Two separate output directories exist — check the right one:

CLI output (used by ai-dev-tools-kit prradar and daily-review.sh): ~/Desktop/ai-dev-tools/services/pr-radar/repos/<repo-name>/
Mac app output (used by the GUI, from ~/Library/Application Support/PRRadar/settings.json): defined per-config in that settings file (e.g. ~/Desktop/code-reviews/)

Cost is only tracked in the CLI output directory.

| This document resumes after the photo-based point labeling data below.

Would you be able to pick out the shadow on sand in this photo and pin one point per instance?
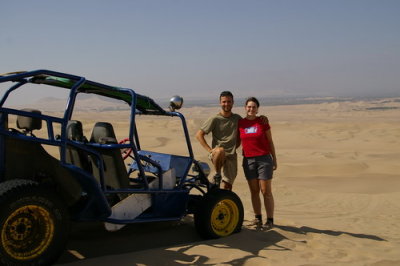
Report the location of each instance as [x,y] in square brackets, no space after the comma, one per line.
[173,240]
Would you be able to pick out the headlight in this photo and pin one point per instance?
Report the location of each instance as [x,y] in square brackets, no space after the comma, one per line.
[204,168]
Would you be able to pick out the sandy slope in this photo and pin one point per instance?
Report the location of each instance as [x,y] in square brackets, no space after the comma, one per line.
[337,192]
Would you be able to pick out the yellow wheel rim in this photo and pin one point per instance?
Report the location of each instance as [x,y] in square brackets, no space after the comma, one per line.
[27,232]
[224,217]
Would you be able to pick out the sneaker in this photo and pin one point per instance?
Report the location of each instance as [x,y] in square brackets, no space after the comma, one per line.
[217,179]
[256,223]
[268,225]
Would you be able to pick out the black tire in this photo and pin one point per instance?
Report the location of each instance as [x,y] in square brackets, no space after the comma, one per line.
[220,213]
[34,224]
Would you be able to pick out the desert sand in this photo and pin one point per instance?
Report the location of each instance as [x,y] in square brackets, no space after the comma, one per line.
[336,189]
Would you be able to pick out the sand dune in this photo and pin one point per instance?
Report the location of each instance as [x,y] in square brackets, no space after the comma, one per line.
[337,192]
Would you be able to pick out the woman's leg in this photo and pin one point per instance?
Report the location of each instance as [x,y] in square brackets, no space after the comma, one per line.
[266,190]
[255,195]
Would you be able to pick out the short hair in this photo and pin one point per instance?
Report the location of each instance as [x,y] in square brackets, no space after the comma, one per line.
[226,94]
[253,99]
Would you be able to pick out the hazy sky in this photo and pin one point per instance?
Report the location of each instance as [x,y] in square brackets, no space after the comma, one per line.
[198,48]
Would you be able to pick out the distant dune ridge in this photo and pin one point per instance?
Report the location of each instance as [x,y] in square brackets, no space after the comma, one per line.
[337,190]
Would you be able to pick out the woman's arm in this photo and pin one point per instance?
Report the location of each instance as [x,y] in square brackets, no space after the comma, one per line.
[272,146]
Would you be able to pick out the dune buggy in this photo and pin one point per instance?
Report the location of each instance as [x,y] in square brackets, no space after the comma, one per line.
[41,192]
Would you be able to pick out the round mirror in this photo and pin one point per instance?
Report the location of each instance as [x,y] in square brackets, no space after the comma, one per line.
[175,103]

The Mac app directory may be stale or have zero costs if it predates cost tracking.

Where cost lives in the CLI output:

<dataPath>/services/pr-radar/repos/<repo-name>/
  <PR_NUMBER>/
    analysis/<commitHash>/
      evaluate/
        phase_result.json          # totalCostUsd for the whole PR evaluate phase
        summary.json               # totalCostUsd, totalTasks, violationsFound
        data-<taskId>.json         # per-rule: analysisMethod.costUsd (AI only; regex/script = 0)

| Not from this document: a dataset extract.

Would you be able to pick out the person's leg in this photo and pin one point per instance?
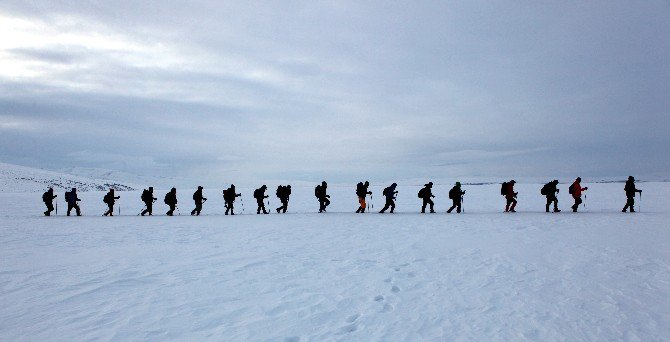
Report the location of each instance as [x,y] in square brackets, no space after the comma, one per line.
[453,205]
[546,207]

Compute today's total cost:

find ~/Desktop/ai-dev-tools/services/pr-radar/repos/ios-auto -path "*/evaluate/phase_result.json" | python3 -c "
import sys, json
total = 0.0
for path in sys.stdin:
    path = path.strip()
    try:
        with open(path) as f: d = json.load(f)
        ts = d.get('completed_at','')
        cost = d.get('stats',{}).get('cost_usd', 0) or 0
        if 'YYYY-MM-DD' in ts:  # replace with today's date
            total += float(cost)
    except: pass
print(f'Total: \${total:.4f}')
"

Cost is only non-zero for AI rules (rules with no violation_script or violation_regex). Script and regex rules always report $0.

Debugging Tips

Provider didn't edit files? Check raw stdout for permission errors. With --debug, verify CLI args include --dangerously-skip-permissions for edit-mode cases.
Empty diff for edit-mode? Check toolCallSummary.rejected or search raw stdout for "is_error":true.
Permissions flag missing? Verify "mode": "edit" in the JSONL case definition.
Rubric grading failed? Read the rubric result JSON — per-check notes explain what the grader found.
Rubric check IDs mismatch? required_check_ids must match what the grader returns. If unpredictable, omit and use require_overall_pass + min_score.
diffNotContains false positive? Git diffs include 3 context lines. Nearby code may contain the forbidden string even though the provider didn't add it.
Wrong cwd? Check "cwd" in the first line of raw stdout ("type":"system","subtype":"init").
Stale artifacts? Artifacts are overwritten each run. Use --keep-traces to preserve JSONL traces.
Plan phase failed? Check the AI output log at <dataPath>/<repoName>/plan-logs/<plan-name>/phase-<N>.stdout for Claude's full output, then check ~/Library/Logs/AIDevTools/aidevtools.log filtered by label == "PlanRunner" for the structured error with the underlying cause.